A thread on Lobsters AI that's currently buzzing is about the sectorllm project — and the concept is so absurdly compact that it stops you mid-scroll.

Someone has written a functional Llama2 inference engine in x86 real mode assembly, compressed it to 1356 bytes, and made it boot directly from a disk sector. No Linux, no Windows, no runtime. You turn on the machine and the model starts generating text.

Now, it's important to be honest about what this actually is: the project runs stories260K, a toy model with 260,000 parameters, hardcoded architecture and prompt, and greedy argmax sampling. The context window stops at 512 tokens. This isn't something you'll replace Claude with on Friday. As the project itself admits: performance and precision are not optimal — it's a deliberate trade-off for size.

The point isn't what it can do. The point is that it exists at all.

So why do people care?
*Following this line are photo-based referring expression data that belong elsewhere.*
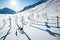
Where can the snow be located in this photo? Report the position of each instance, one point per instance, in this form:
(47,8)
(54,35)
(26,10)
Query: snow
(36,27)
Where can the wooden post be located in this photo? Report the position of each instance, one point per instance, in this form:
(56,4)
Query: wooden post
(57,22)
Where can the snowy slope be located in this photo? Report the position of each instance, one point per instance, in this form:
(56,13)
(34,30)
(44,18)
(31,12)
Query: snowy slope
(38,23)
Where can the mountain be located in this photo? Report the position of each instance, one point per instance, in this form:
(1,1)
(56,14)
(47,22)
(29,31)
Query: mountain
(33,5)
(7,11)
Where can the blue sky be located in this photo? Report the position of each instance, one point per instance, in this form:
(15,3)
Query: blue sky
(16,5)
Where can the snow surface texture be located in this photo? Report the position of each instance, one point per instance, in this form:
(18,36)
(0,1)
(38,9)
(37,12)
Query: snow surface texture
(39,23)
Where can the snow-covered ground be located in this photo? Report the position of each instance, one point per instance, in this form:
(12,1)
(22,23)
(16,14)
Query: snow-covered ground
(38,23)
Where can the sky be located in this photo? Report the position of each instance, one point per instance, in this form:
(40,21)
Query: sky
(16,5)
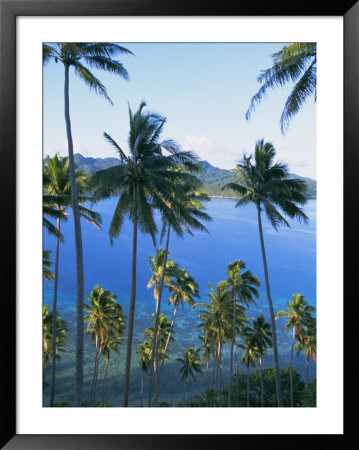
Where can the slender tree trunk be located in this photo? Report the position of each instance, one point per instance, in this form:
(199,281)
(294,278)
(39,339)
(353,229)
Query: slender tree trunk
(261,376)
(184,393)
(307,373)
(214,371)
(207,367)
(131,315)
(237,380)
(291,370)
(141,391)
(54,312)
(95,372)
(219,366)
(105,382)
(164,353)
(79,253)
(248,404)
(154,356)
(231,359)
(271,310)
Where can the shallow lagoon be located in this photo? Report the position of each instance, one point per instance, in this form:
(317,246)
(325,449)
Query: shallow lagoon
(233,234)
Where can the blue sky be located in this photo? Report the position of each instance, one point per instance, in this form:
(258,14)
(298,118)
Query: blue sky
(202,89)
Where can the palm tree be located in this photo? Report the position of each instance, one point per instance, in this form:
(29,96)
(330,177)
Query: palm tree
(80,56)
(191,364)
(260,338)
(296,63)
(46,265)
(105,320)
(299,318)
(249,358)
(266,184)
(242,287)
(187,210)
(47,336)
(217,322)
(308,343)
(111,343)
(56,183)
(144,180)
(209,351)
(183,288)
(162,270)
(144,351)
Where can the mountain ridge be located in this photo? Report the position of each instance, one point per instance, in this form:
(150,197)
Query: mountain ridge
(213,178)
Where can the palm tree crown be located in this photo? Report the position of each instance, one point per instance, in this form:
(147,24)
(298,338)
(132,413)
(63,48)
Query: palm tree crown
(267,185)
(296,63)
(97,55)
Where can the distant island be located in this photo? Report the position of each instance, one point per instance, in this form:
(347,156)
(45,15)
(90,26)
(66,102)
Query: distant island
(212,177)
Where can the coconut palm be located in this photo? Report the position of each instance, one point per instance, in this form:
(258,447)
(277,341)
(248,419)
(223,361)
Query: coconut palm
(191,364)
(299,318)
(183,289)
(80,56)
(260,338)
(47,337)
(46,265)
(162,269)
(164,329)
(144,180)
(266,184)
(209,350)
(57,187)
(295,63)
(111,343)
(249,358)
(144,351)
(308,343)
(188,209)
(242,287)
(105,321)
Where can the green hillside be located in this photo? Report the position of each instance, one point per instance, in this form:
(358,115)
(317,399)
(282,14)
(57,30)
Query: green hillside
(212,177)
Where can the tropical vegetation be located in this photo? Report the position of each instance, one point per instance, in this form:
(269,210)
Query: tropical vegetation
(160,190)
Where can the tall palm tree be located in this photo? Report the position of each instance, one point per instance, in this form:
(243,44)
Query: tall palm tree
(46,265)
(299,318)
(295,63)
(191,364)
(111,343)
(47,336)
(145,180)
(105,320)
(183,289)
(188,209)
(144,351)
(249,359)
(217,322)
(308,343)
(57,187)
(162,269)
(266,184)
(242,287)
(260,338)
(81,56)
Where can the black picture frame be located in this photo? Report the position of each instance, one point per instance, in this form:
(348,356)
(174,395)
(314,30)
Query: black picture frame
(9,10)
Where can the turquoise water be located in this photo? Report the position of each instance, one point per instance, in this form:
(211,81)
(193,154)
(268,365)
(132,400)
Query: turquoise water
(233,234)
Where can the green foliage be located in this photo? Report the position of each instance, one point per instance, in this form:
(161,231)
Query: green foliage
(270,396)
(309,395)
(213,178)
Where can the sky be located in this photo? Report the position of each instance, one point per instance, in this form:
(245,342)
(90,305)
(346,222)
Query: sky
(203,90)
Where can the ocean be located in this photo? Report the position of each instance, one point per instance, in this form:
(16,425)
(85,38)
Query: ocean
(233,234)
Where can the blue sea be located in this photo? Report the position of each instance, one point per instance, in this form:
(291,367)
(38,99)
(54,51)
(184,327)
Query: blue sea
(233,234)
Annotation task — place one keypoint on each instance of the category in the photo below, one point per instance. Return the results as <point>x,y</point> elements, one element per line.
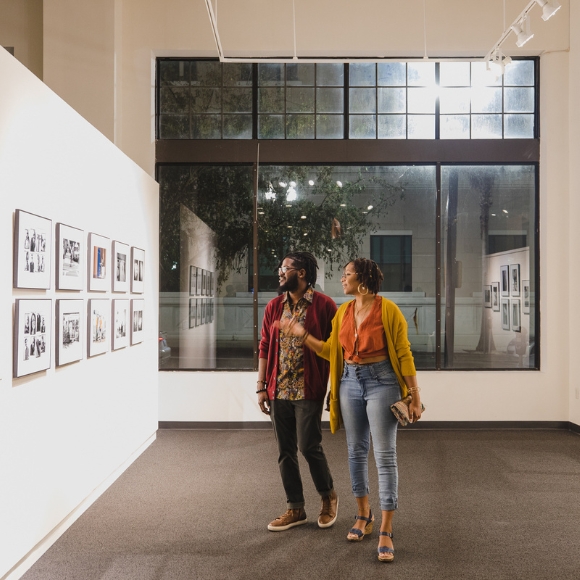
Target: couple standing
<point>364,347</point>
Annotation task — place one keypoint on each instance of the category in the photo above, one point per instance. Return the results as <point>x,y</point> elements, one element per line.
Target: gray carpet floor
<point>472,504</point>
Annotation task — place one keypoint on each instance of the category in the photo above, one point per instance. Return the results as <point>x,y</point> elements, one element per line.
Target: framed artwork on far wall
<point>69,331</point>
<point>121,263</point>
<point>70,252</point>
<point>137,307</point>
<point>99,263</point>
<point>504,280</point>
<point>495,296</point>
<point>515,279</point>
<point>32,251</point>
<point>99,326</point>
<point>138,261</point>
<point>32,336</point>
<point>120,329</point>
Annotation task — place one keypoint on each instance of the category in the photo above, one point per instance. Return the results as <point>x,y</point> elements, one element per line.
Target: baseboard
<point>25,563</point>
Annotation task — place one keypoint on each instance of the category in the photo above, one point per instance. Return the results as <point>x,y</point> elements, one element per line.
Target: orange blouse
<point>369,340</point>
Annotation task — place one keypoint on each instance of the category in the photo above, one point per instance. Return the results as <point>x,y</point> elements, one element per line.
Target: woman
<point>371,367</point>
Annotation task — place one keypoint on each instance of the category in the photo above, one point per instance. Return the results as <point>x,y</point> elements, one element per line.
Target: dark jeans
<point>297,425</point>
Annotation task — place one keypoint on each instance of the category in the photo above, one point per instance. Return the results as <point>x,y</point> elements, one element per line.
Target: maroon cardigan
<point>318,323</point>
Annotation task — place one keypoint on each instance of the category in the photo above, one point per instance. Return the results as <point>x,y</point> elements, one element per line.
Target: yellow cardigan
<point>399,353</point>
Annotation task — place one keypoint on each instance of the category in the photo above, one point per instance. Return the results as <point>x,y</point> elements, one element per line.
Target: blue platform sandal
<point>386,554</point>
<point>356,535</point>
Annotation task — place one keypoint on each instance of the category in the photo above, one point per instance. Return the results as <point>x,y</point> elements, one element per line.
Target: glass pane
<point>362,100</point>
<point>421,74</point>
<point>392,100</point>
<point>205,300</point>
<point>206,100</point>
<point>520,100</point>
<point>237,126</point>
<point>519,73</point>
<point>330,75</point>
<point>486,100</point>
<point>362,75</point>
<point>392,127</point>
<point>237,100</point>
<point>270,75</point>
<point>486,126</point>
<point>421,100</point>
<point>421,126</point>
<point>237,74</point>
<point>206,126</point>
<point>454,74</point>
<point>362,126</point>
<point>329,100</point>
<point>454,100</point>
<point>299,100</point>
<point>519,126</point>
<point>489,292</point>
<point>207,73</point>
<point>300,126</point>
<point>392,74</point>
<point>329,127</point>
<point>270,126</point>
<point>271,100</point>
<point>300,74</point>
<point>454,127</point>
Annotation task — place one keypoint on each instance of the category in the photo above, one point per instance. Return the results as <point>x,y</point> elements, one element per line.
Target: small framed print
<point>505,280</point>
<point>505,314</point>
<point>121,317</point>
<point>70,251</point>
<point>32,336</point>
<point>515,308</point>
<point>137,307</point>
<point>32,251</point>
<point>99,263</point>
<point>515,280</point>
<point>495,296</point>
<point>121,262</point>
<point>487,296</point>
<point>69,331</point>
<point>138,261</point>
<point>525,296</point>
<point>99,325</point>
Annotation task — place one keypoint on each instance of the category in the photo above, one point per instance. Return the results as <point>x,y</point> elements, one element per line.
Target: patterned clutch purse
<point>401,410</point>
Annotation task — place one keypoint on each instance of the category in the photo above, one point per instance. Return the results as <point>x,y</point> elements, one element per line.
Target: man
<point>292,384</point>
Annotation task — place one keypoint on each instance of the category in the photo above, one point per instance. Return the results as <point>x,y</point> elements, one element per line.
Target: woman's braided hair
<point>369,274</point>
<point>306,261</point>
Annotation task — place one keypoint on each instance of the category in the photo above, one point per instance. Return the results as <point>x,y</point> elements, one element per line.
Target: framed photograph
<point>70,251</point>
<point>137,307</point>
<point>487,296</point>
<point>505,280</point>
<point>32,251</point>
<point>138,261</point>
<point>515,279</point>
<point>121,261</point>
<point>121,330</point>
<point>526,296</point>
<point>516,321</point>
<point>99,262</point>
<point>495,296</point>
<point>32,336</point>
<point>69,331</point>
<point>99,325</point>
<point>505,314</point>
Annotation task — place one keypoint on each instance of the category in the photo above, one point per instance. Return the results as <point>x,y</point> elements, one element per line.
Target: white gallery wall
<point>67,432</point>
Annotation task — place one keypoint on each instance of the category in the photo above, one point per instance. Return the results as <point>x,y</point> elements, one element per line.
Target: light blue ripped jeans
<point>366,394</point>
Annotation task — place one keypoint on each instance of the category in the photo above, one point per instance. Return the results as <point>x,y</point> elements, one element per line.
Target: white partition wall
<point>68,431</point>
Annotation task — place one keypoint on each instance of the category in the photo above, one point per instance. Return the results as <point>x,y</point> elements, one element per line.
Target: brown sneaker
<point>329,511</point>
<point>288,520</point>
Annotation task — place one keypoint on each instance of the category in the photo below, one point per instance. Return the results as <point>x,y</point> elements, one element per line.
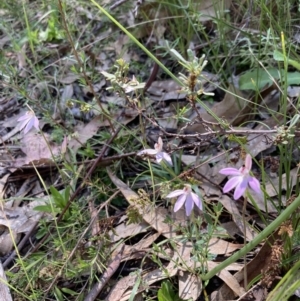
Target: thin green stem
<point>257,240</point>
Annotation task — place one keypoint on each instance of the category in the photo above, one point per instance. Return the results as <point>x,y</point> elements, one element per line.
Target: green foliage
<point>52,31</point>
<point>57,203</point>
<point>260,78</point>
<point>166,292</point>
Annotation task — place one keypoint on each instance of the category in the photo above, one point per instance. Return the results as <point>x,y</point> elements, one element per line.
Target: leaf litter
<point>35,149</point>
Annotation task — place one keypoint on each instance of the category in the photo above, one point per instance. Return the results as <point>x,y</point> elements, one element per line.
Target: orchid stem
<point>257,240</point>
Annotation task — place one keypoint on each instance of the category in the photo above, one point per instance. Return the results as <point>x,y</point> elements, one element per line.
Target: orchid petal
<point>230,171</point>
<point>240,188</point>
<point>167,158</point>
<point>254,184</point>
<point>179,203</point>
<point>248,162</point>
<point>189,204</point>
<point>148,151</point>
<point>196,200</point>
<point>159,145</point>
<point>232,183</point>
<point>175,193</point>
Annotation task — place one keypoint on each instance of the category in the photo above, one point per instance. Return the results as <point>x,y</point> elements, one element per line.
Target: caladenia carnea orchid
<point>241,179</point>
<point>28,121</point>
<point>158,152</point>
<point>187,196</point>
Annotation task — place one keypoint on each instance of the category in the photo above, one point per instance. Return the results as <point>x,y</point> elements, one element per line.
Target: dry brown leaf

Because this is one of those rare projects that forces you to fundamentally rethink what inference truly requires. The entire community discussion revolves around precisely that: what is the absolute floor? Can one go lower? What happens if you try a slightly larger model — the author himself mentions that stories15M would probably require a transition to protected mode, which breaks the entire concept.

It's also a technical curiosity that the project operates in x86 real mode — a mode most modern OSes never touch, where you only have access to 1 MB of addressable memory. That it's even possible to run transformer inference there, even on a tiny model, is not trivial.

For people working with edge AI, embedded systems, or just curious about the lower echelons of what modern hardware can do without the abstraction layers we're used to, this is genuinely interesting engineering work. It's also a reminder that the AI field still has room for people who think in bytes, not just in billions of parameters.

Be aware that this is an early signal from a niche community — no one has independently verified all technical claims yet, and the project is openly available on GitHub for those who want to dig in themselves.

Worth following if you're in the edge/embedded world.